Demolition has slowed down due to the tax settlement negotiations. Jim Black, executive director of the Southeastern Ohio Port Authority, said the whole plant is expected to be down by the end of this year.

“Unit five is completely gone but they’re working on the remaining units, one through four, now,” said Black. “That part was demolished completely last fall.”

Commercial Liability Partners, LLC, did see a road-block with the death of John T. Adamo Jr., president for the demolition group Adamo Group, who died in December of 2015 following an accident on the property. The investigation stalled work there for some time.

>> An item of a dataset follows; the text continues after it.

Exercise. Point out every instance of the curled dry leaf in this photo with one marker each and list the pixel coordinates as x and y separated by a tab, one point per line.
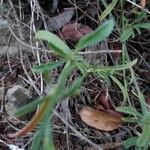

“The remaining units are the ones close to the Muskingum River,” said Black. “There is also a process of EPA required phases that still need to be done before the property can be used for another business.”

An environmental site assessment is a report prepared for a real estate holding that identifies potential or existing environmental contamination liabilities. It is an Environmental Protection Agency requirement and Black said most banks require it as well.

“If a piece of property is used for any purpose, especially used with coal, there has to be an environmental study done,” said Black.

This is a two-part study. The main purpose of phase one of the environmental report is to make sure the true value of the property is known and to assure there is no soil or groundwater contamination from previous use that may be impacting the property’s value or limiting its use. Phase one is a common tool used for identifying significant environmental liabilities in the subsurface due to uses at the subject property.

Phase two is based completely off of findings from phase one. This identifies the contamination and addresses the issue. Finally, a remediation is done to clean up the contaminants and make the property useful to the next purchaser.

“This is so the next user of the property isn’t responsible for any contamination,” said Black. “That location would be a perfect site for a new business. There’s everything you need right there.”

Black noted that AEP made the transfer by paying Commercial Liability Partners to take over its assets and the liability, making them responsible for completing the environmental site assessment. The company is run by CEO and President Ron Froh.

Froh didn’t return several calls made about the future of the Muskingum River Plant on Thursday.

Timeline of events

¯ June 2015: AEP Muskingum River Plant shuts down.

¯ August 2015: Commercial Liability Partners, LLC, out of Wildwood, Mo., officially took over liability of the site.

¯ December 2015: An equipment collapse on the property resulted in the death of the president of Adamo Group, John T. Adamo Jr.

¯ November 2016: Commercial Liability Partners, LLC owes $584,467.24 in taxes on nine parcels.

¯ Present: Currently going through re-evaluations to determine property taxes owed for 2015 and 2016 while completing demolition.